Some estimates of the dead on Jeju number as high as 80,000.
It's no coincidence that some thirty thousand people were killed on this island that winter, and another two hundred thousand were murdered on the mainland the next summer. The governing U.S. military ordered that everyone on the island, all roughly three hundred thousand people, be wiped out if that's what it took to stop their communization.
It wasn't until 2003 that the South Korean government issued an apology, and 2019 that the police forces and defense ministry acknowledged their role. The United States government has been called to apologize for its role in the incident, but has yet to do so.
In the four years between the first time I had the dream and that early summer morning, I had parted ways with several people in my life.
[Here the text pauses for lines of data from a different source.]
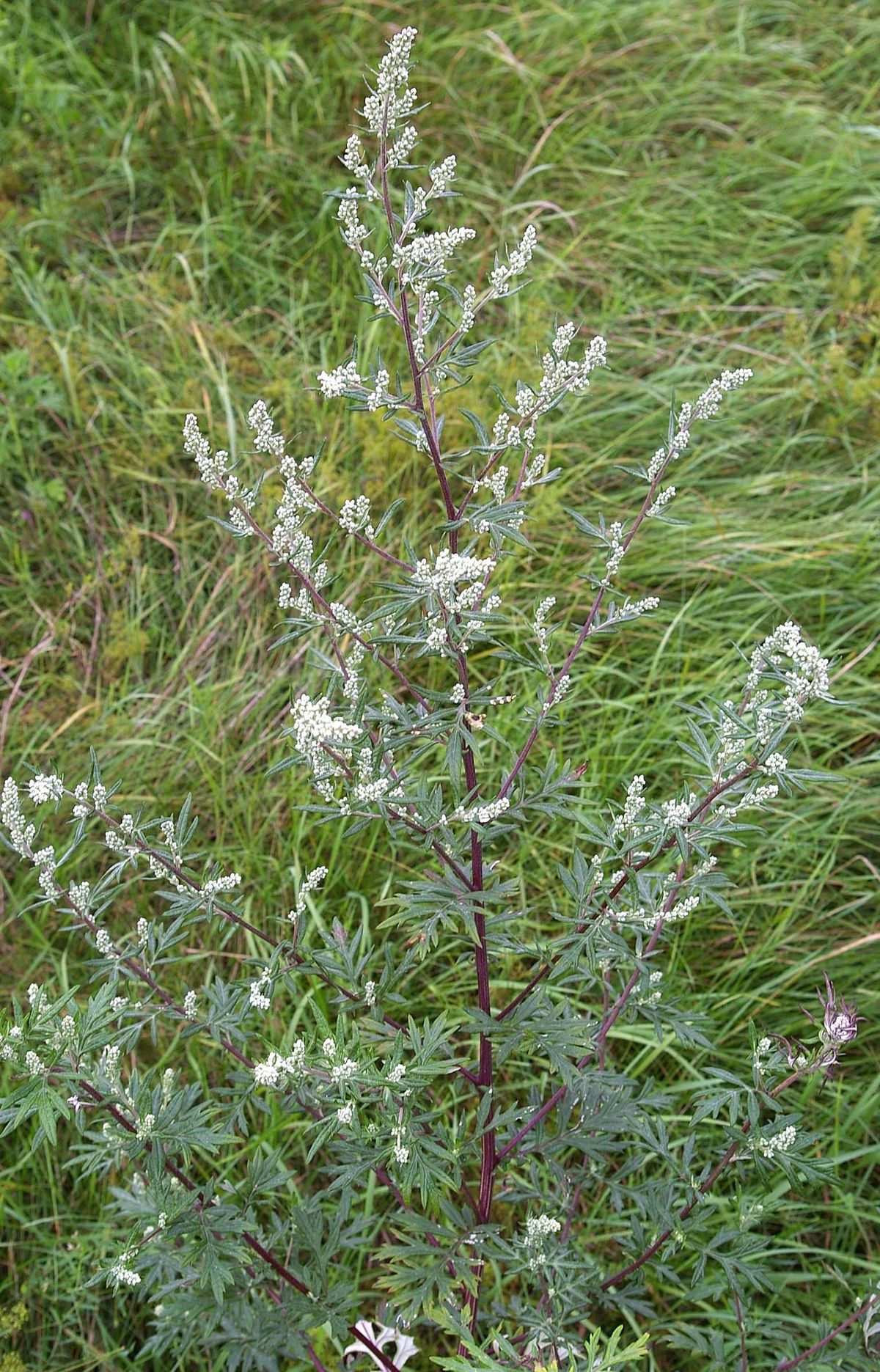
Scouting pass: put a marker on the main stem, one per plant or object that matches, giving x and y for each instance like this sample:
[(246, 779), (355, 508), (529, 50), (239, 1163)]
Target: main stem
[(425, 404)]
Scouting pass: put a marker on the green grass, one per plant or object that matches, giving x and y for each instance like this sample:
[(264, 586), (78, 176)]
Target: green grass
[(706, 183)]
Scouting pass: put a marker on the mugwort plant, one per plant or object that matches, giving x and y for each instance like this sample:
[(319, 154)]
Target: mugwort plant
[(373, 1176)]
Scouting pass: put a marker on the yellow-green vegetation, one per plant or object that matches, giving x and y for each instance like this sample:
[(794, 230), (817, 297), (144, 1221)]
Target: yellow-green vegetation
[(705, 175)]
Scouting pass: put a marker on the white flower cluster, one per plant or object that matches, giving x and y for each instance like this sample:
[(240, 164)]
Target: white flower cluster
[(315, 729), (703, 408), (379, 1337), (563, 373), (260, 994), (400, 1150), (122, 1274), (175, 856), (665, 499), (353, 158), (217, 472), (217, 885), (654, 992), (381, 394), (425, 257), (22, 836), (146, 1126), (681, 910), (540, 622), (632, 808), (43, 788), (265, 439), (276, 1069), (448, 570), (780, 1142), (469, 309), (806, 680), (618, 551), (557, 693), (311, 884), (538, 1227), (677, 812), (632, 609), (481, 814), (354, 516), (762, 1052), (345, 378), (516, 263), (353, 232), (387, 105)]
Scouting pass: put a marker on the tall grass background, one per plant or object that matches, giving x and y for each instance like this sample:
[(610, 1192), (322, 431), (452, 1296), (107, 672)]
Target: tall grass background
[(706, 183)]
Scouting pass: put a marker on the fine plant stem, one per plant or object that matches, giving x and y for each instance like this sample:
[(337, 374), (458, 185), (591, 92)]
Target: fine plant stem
[(428, 414), (702, 1190), (615, 891), (823, 1343), (250, 1239), (585, 630)]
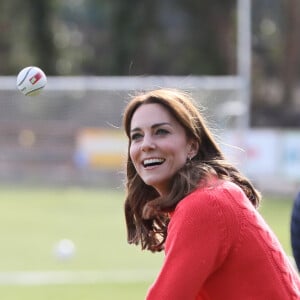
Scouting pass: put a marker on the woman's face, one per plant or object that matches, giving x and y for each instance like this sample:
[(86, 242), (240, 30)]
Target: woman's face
[(159, 146)]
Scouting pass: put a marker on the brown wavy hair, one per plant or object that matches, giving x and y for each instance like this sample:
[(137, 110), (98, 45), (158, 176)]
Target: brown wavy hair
[(146, 212)]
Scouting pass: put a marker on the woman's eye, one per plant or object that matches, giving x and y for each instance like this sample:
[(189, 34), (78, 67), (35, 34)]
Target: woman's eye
[(162, 131), (136, 136)]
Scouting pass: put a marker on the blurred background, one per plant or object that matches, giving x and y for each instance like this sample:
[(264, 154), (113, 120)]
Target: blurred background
[(239, 59)]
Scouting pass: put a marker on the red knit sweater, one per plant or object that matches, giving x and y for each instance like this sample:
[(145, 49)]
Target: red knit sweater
[(219, 248)]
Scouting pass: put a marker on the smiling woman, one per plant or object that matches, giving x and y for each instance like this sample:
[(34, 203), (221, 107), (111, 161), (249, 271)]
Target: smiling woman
[(185, 198)]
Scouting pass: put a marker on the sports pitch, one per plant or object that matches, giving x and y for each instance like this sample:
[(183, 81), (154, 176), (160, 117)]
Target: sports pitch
[(103, 266)]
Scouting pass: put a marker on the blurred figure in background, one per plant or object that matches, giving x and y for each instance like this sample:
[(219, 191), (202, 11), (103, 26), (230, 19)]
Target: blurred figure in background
[(295, 230)]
Some of these partings had been by choice, while others had caught me entirely unawares; I'd fought the latter with everything I had. If, as various ancient faiths say, there exists in a celestial realm or a netherworld an immense mirror that observes and logs everyone's movements, I'm sure the last three to four years of my life as recorded there must resemble a snail coming out of its shell to push along a knife's edge. A body desiring to live. A body pricked and nicked. A body spurning, embracing, clinging. A body kneeling. A body entreating. A body seeping blood or pus or tears.
I take the title to mean the dead never leave us, history haunts us, our family haunts us. Even the pet bird leaves traces. We are mired in the lives of the dead.
There's a great deal of ambiguity regarding the present day circumstances of the novel. Is the narrator's journey to Jeju real? Does she die in the snow? Is all of it a dream? How does her friend materialize here, she is in a hospital in Seoul, has she crossed to another realm? Is the bird resurrected?
Kang's descriptions of snow are otherworldly. I wish I'd read this a couple of months ago when we were still blanketed in white instead of during the spring rains. The snow here also serves many literary purposes: it hides and protects, it numbs, it purifies, it preserves.
Yes, this is a powerful book, with cinematic prose and highly metaphorical imagery. But honestly, can we just express some outrage about the fucking atrocity, and how the fucking United States persists in interfering: Haiti, Vietnam, Cuba, Panama, Iraq, Iran, Venezuela, and literally dozens of other countries to varying degrees. Could they just fucking stop?!
Each time I am lured into sleep like I'm being pulled toward a warm light, I force my eyes open with my hands. I can't tell if it's drowsiness or the thin layer of ice over my lashes that is keeping them sealed.
Faces appear to me in my fading consciousness. Not the faces of dead strangers but of people who are living, albeit far away on the mainland. They are exhilaratingly clear. Vivid memories play out before me. In no particular order, and without context. Like a thousand dancers spilling onto the stage at once to each perform a different movement. Their bodies, suspended in their poses, shimmer like crystals.
I don't know if this is what happens right before you die. Everything I have ever experienced is made crystalline. Nothing hurts anymore. Hundreds upon thousands of moments glitter in unison, like snowflakes whose elaborate shapes are in full view. How this is possible, I can't say. My every pain and joy, all my deep-rooted sorrows and loves, shine, not as an amalgam but as a whole comprised of distinct singularities, glowing together as one giant nebula.